We had such high hopes for Renzi to become what Beth needed; under the tutelage of Holly, her trainer, things looked pretty good. She won all kinds of honors at the shows for young horses. One judge was particularly taken with her: “She trots like a fairy!” But something was always just a little bit off. Beth always remarked that life seemed “hard” for her. A little over a year ago her personality changed and her training stalled. Very long story, short, Renzi was found to have a severe infection that involved most of the right side of her sinuses. After two major surgeries failed to resolve the infection she remained unable to work and in constant pain.
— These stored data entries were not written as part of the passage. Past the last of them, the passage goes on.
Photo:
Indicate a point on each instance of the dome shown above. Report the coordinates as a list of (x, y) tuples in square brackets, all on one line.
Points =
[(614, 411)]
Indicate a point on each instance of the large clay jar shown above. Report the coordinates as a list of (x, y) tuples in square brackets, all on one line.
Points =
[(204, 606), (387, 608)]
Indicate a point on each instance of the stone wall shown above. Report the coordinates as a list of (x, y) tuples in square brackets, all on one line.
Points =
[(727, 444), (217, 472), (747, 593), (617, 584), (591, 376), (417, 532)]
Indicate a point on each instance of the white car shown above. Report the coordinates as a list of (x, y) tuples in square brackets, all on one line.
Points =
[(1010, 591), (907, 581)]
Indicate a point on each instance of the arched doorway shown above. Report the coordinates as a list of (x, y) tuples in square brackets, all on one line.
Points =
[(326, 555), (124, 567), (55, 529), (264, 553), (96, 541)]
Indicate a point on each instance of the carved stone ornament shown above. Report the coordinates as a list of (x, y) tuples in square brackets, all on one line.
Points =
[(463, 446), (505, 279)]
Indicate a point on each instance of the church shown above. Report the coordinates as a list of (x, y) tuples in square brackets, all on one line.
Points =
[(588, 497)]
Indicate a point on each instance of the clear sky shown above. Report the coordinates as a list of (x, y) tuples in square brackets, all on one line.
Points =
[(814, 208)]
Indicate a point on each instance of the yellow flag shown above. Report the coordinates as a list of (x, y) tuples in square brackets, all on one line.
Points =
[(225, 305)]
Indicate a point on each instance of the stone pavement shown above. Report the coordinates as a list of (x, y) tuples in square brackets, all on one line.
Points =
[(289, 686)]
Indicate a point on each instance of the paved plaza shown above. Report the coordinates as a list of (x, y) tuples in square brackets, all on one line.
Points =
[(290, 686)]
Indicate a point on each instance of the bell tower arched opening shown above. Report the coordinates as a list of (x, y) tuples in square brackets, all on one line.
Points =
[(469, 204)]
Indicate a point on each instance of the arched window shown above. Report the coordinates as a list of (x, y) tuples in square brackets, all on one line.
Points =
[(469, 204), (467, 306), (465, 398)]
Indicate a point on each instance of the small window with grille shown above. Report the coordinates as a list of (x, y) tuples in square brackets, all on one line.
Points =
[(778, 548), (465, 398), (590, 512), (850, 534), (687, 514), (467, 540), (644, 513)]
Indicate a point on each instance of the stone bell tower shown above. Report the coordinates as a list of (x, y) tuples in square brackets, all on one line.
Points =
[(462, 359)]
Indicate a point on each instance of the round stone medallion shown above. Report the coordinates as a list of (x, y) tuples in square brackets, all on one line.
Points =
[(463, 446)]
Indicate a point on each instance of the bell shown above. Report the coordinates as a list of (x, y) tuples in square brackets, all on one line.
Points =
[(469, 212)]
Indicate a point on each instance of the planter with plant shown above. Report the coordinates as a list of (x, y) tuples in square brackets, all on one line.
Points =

With no hope in sight Beth and the veterinarians made the only merciful decision they could, and Renzi was put down.

She took her last earthly breath in those same loving arms, at rest and at peace in the lap of her human.

Why am I still teary-eyed each time I think about this? Heck, I can barely see the screen right now. I don’t ride horses or particularly like anything horsey about hanging around Beth’s barn or the stables at a horse show. I like Beth. Why is my childhood friend so stricken by this as well? It’s possible he’s never seen a horse outside of an occasional glance at one on TV. With all of our other losses, the people we’ve lost and how we’ve lost them, what is it about this horse that has affected us so profoundly?

It’s not really about the horse, of course. It’s about Beth and how much Beth means to us. It’s about not getting a chance to help the people who died. For 2 years now there’s been something wrong with Renzi. Everything was just so hard. Stuff that once came easily–lessons, trailering, being groomed–all of a sudden was challenging. It seemed like there was something wrong, something that was hurting, but many months and multiple trips to the vet failed to shed light on her darkness. Beth suffered right along with her “little” girl, aching to find whatever it was that had changed her “fairy” into a tempest.

In the end it was all too much, wasn’t it? An infection too serious to be cured despite two major surgeries. Too much pain all day, every day in a beloved animal. One of our own, our Beth, suffering as well. She tried so hard. Each effort to save Renzi came up short. We all grieve not so much for a horse but for what that horse meant to one of our people. We shed tears for all the love that went into that horse. For how hard Beth had tried. All those people we lost, people we never got a chance to help.

Perhaps we cry for Renzi, and for Beth, because we feel the pain of their struggle. Because we wanted Beth to triumph. Because it is safer to cry for her, whether or not we knew her, than it is to let ourselves cry for all of the people we wanted so very badly to help but couldn’t.

Our little filly will forever trot like a fairy in our hearts.